How he wanted to pull away, her softness and warmth was unbearable in how he wanted to touch her, to be with her, but he felt repulsive in his own skin.
She doesn’t really want you, whispered the voice in the back of his head. No one wants you, your own mother didn’t and neither did Tatarasuna—
“I’m covered in blood, you really don’t want to touch me right now,” he managed as he forced himself to stand despite the screaming pain of his knee.
“Is it yours?” Layla touched his shoulders anyway.
“Some of it is.” He tried to pull out of her grip. But for a scholar who stayed inside all day, she was surprisingly strong. Or he had gotten weak. One of the two, anyway. “I’m fine, really. I can walk on my own, you know.”
“Makoto.” Layla sounded like she was sighing and chiding him all the same.
She pulled him closer and he tensed up, because that was his last defense. He was overwhelmed with the smell of lavender and coffee, her softness, the way that her feelings hung in the air somehow tangible. He was fighting the ever-increasing urge to sink into her touch, to just let her in, but something stronger and older in his head was insisting to keep up his walls, to keep out everything that had the potential to hurt—
“It’s okay, I’m here now.” She didn’t just mean about his injuries, he realized as he wrapped his arms around her, clinging to her like a life buoy in a raging storm.
His cheeks were wet, and he tasted salt. He could see it now, in impending clarity like a tidal wave, how he’d been hurting Layla, blinded by his own hurting. He couldn’t help but feel ashamed of it. He thought he had been past this, he thought he’d gotten further than this—but he hadn’t. And he’d lashed out again.
“It’s okay.” Layla ran a hand through his dark hair. It was as if she could somehow hear his racing thoughts, read his mind in the same way that Buer could. “I’ve got you. I’m not leaving.”
She wouldn’t, not for a long time yet.
He wasn’t sure how long he had embraced her for, a small eternity in and of itself. Like the flash of lightning, the magnificent thunderstorm that only lasted a second, but the memory would last forever in true transcendence.

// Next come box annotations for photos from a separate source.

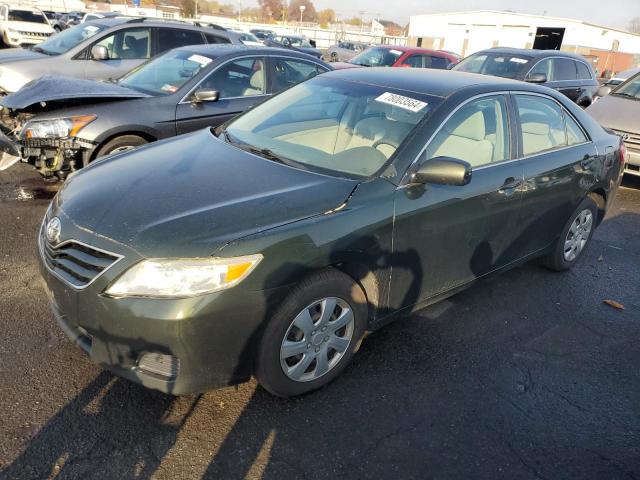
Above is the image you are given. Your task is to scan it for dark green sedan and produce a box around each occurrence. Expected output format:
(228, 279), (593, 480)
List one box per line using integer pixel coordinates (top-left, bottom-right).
(39, 69), (625, 396)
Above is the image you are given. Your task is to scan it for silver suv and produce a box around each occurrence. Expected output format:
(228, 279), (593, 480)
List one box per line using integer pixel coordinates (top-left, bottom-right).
(0, 17), (241, 94)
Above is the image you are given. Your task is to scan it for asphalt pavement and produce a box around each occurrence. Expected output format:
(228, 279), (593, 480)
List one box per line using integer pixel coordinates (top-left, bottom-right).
(0, 166), (640, 479)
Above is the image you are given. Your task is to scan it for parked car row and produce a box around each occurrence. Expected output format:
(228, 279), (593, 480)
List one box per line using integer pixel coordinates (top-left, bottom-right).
(30, 67), (625, 396)
(0, 26), (640, 397)
(0, 45), (331, 179)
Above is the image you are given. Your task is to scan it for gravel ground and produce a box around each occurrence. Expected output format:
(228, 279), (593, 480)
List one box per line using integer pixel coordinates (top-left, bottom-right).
(0, 167), (640, 479)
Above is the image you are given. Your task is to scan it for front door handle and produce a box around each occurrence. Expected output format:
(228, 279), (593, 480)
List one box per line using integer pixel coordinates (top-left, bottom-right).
(498, 177), (522, 196)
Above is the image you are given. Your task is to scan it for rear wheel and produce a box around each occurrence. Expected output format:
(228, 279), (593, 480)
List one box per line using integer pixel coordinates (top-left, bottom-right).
(96, 135), (148, 158)
(543, 197), (598, 271)
(256, 269), (367, 397)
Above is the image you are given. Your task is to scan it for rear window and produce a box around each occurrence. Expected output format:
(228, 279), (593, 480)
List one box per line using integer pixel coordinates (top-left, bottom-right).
(205, 33), (231, 43)
(453, 53), (531, 78)
(158, 28), (204, 53)
(8, 10), (48, 23)
(576, 62), (591, 80)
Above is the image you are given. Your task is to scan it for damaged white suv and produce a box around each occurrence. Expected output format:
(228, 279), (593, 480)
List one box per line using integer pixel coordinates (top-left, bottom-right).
(0, 4), (55, 47)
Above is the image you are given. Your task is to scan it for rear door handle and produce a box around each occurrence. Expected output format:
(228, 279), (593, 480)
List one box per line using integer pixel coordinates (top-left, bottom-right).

“Let’s go home,” he finally said.
She’d helped bandage him up, when they got home. He tried to insist on cooking, but Layla had stubbornly refused. He needed to rest, she said. He hadn’t gotten injured all that often before, so he didn’t exactly have experience with that. The few times he had, his only option was Dottore, so naturally he’d usually chosen to soldier through and walk it off.
To have someone else care for him, it was different. . . it was nice.
Still, he wasn’t sure what else to do with his thoughts as he sat in the living room of their apartment, a mostly-ornamental blanket wrapped around his shoulders at Layla’s insistence. He’d left various sewing supplies on the low table in front of the couch—and seeing them there reminded him of the dolls in his pocket. One had been made by the boy who died, and was of him. The other was the one he’d learned to make from a merchant in Sumeru and it resembled the boy who might have once been his family. An idea sprang into his mind like a lightning strike. He picked up the needle and thread and began to work.
By the time Layla joined him with mugs of steaming black coffee and plates of biryani, the shape of a little soldier with a big hat and ballerina with blue curls had started to take shape. He’d carry them with him too, as a reminder that for all that would not change—for that was the way of the world—one thing had.
Not everyone would leave him. He wasn’t unlovable, instantly rejected by all.
He was loved, and he loved Layla. And he would not leave her.